AstroLit: A Bibliophile’s Guide to the Stars
McCormick Templeman, Rachel Feder
Clarkson Potter

AstroLit is a cosmic voyage through the lives and works of literary giants from the eighteenth, nineteenth, and early twentieth centuries. Renowned literary history scholars McCormick Templeman and Rachel Feder bring the twelve signs of the zodiac to glimmering life by analyzing the astrological influence of over fifty illustrious writers’ sun signs on the shape and depth of their work. Each of the twelve sections focuses on a particular zodiac sign, featuring profiles of three celebrated authors, analyzing their works and lives through the prism of their astrological sign.

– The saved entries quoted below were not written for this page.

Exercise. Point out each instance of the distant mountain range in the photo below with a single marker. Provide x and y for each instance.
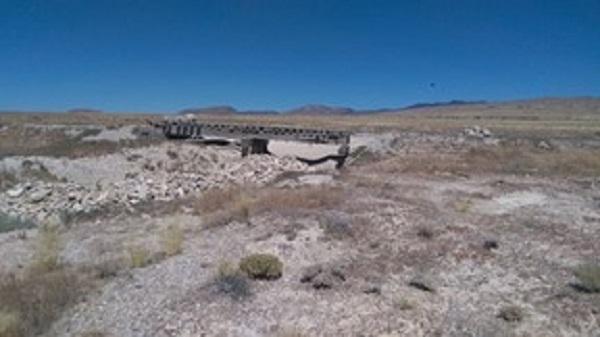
(318, 109)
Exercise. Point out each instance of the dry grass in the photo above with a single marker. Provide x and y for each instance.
(47, 249)
(30, 303)
(505, 159)
(172, 240)
(262, 266)
(33, 141)
(9, 223)
(139, 256)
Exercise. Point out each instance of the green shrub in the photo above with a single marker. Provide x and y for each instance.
(262, 266)
(139, 256)
(589, 277)
(231, 281)
(9, 223)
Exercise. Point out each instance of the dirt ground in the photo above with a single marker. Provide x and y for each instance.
(439, 233)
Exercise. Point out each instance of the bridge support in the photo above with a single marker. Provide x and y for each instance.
(254, 146)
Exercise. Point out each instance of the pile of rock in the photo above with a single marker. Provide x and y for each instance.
(139, 175)
(477, 132)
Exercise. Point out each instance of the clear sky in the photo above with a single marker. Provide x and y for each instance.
(159, 56)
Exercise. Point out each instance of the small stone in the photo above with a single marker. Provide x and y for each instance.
(544, 145)
(40, 195)
(372, 290)
(422, 283)
(310, 273)
(324, 281)
(16, 192)
(490, 244)
(511, 313)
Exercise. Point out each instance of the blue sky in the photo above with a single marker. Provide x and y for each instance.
(159, 56)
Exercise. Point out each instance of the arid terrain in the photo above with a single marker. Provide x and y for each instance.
(479, 220)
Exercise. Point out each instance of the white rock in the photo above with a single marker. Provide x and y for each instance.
(16, 192)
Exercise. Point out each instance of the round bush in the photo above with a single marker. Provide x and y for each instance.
(262, 266)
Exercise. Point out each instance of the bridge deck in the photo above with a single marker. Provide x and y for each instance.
(192, 129)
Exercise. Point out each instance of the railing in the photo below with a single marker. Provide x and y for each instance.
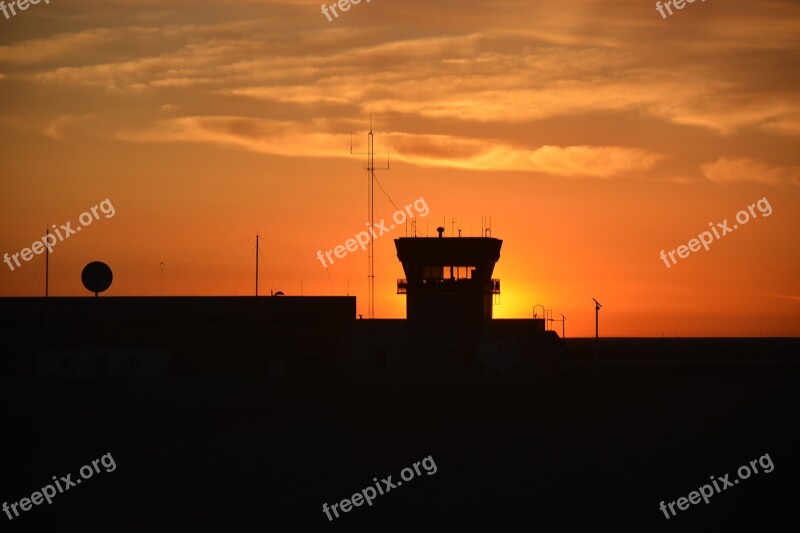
(491, 287)
(495, 286)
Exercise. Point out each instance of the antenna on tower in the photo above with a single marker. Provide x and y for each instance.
(370, 168)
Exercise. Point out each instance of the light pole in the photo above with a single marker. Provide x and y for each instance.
(596, 332)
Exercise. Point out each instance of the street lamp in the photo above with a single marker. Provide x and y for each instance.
(597, 307)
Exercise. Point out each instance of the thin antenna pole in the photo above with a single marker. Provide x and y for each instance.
(371, 213)
(47, 267)
(256, 262)
(371, 208)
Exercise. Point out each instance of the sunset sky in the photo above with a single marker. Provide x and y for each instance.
(593, 133)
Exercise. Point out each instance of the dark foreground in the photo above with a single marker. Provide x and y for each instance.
(584, 452)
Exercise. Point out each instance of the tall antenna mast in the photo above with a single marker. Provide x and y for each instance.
(47, 267)
(256, 262)
(370, 168)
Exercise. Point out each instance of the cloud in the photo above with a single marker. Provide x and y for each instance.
(288, 138)
(725, 170)
(55, 129)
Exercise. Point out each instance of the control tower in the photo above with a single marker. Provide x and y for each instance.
(449, 291)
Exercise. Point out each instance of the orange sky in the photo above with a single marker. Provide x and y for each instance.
(594, 133)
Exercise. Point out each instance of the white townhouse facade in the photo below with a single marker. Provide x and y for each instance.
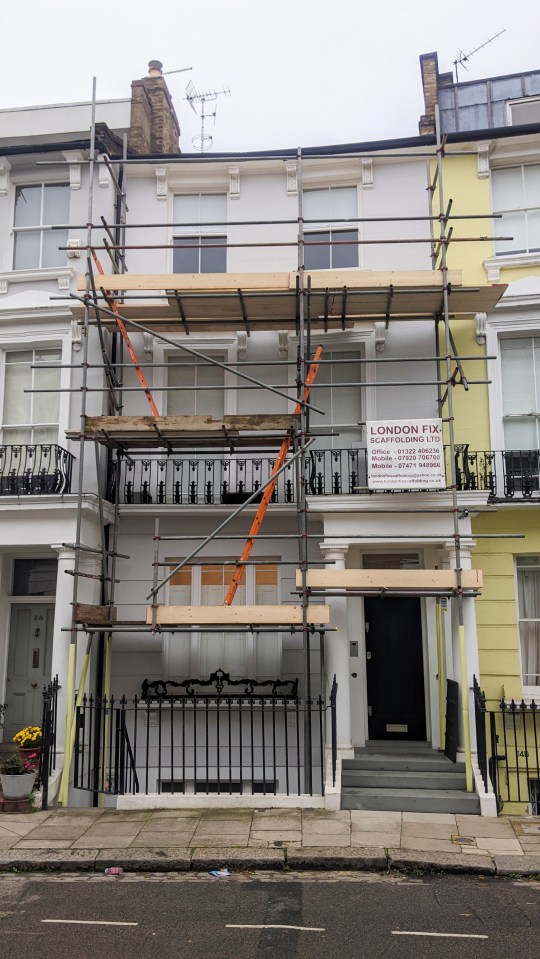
(224, 315)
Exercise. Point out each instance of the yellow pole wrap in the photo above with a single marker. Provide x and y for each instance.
(63, 794)
(106, 695)
(465, 708)
(441, 672)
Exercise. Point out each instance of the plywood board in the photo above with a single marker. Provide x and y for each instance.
(237, 615)
(94, 615)
(320, 279)
(390, 578)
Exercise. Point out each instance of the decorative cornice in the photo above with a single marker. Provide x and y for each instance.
(234, 183)
(161, 183)
(63, 275)
(367, 174)
(5, 167)
(292, 179)
(494, 264)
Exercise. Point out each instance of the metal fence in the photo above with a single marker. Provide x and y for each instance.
(47, 761)
(227, 743)
(35, 470)
(508, 750)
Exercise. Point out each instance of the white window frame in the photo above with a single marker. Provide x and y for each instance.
(327, 226)
(223, 348)
(203, 231)
(21, 183)
(529, 691)
(509, 254)
(190, 663)
(31, 340)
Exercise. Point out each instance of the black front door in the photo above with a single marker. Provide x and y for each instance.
(395, 670)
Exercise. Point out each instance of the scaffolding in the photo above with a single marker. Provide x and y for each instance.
(169, 307)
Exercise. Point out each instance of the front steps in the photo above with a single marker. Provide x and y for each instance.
(405, 777)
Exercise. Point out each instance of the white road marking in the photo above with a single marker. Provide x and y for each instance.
(231, 925)
(90, 922)
(445, 935)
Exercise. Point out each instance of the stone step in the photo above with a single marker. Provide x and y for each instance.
(431, 762)
(411, 800)
(404, 778)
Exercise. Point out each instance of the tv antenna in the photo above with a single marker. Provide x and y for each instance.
(463, 58)
(198, 100)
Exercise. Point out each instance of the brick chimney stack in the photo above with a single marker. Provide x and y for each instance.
(154, 126)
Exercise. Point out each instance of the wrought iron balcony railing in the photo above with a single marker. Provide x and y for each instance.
(213, 480)
(38, 470)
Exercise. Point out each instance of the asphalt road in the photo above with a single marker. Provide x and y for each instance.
(305, 916)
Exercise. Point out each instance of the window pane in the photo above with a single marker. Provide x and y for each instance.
(508, 189)
(512, 225)
(17, 403)
(213, 259)
(28, 206)
(344, 255)
(520, 434)
(51, 254)
(186, 260)
(316, 205)
(343, 202)
(317, 257)
(533, 231)
(186, 209)
(34, 577)
(26, 251)
(55, 203)
(518, 376)
(532, 185)
(213, 208)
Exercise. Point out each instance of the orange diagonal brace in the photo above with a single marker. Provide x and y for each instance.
(125, 336)
(267, 495)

You’ll uncover connections between writers’ signs and their realms of creative influence, including the Capricornian ambition of Edgar Allan Poe and Zora Neale Hurston, the Sagittarian influence on William Blake’s The Marriage of Heaven and Hell, and the Taurean gothiness evident in Mary Wollstonecraft’s work. Each chapter also includes writing advice and reading recommendations for readers, no matter your sign.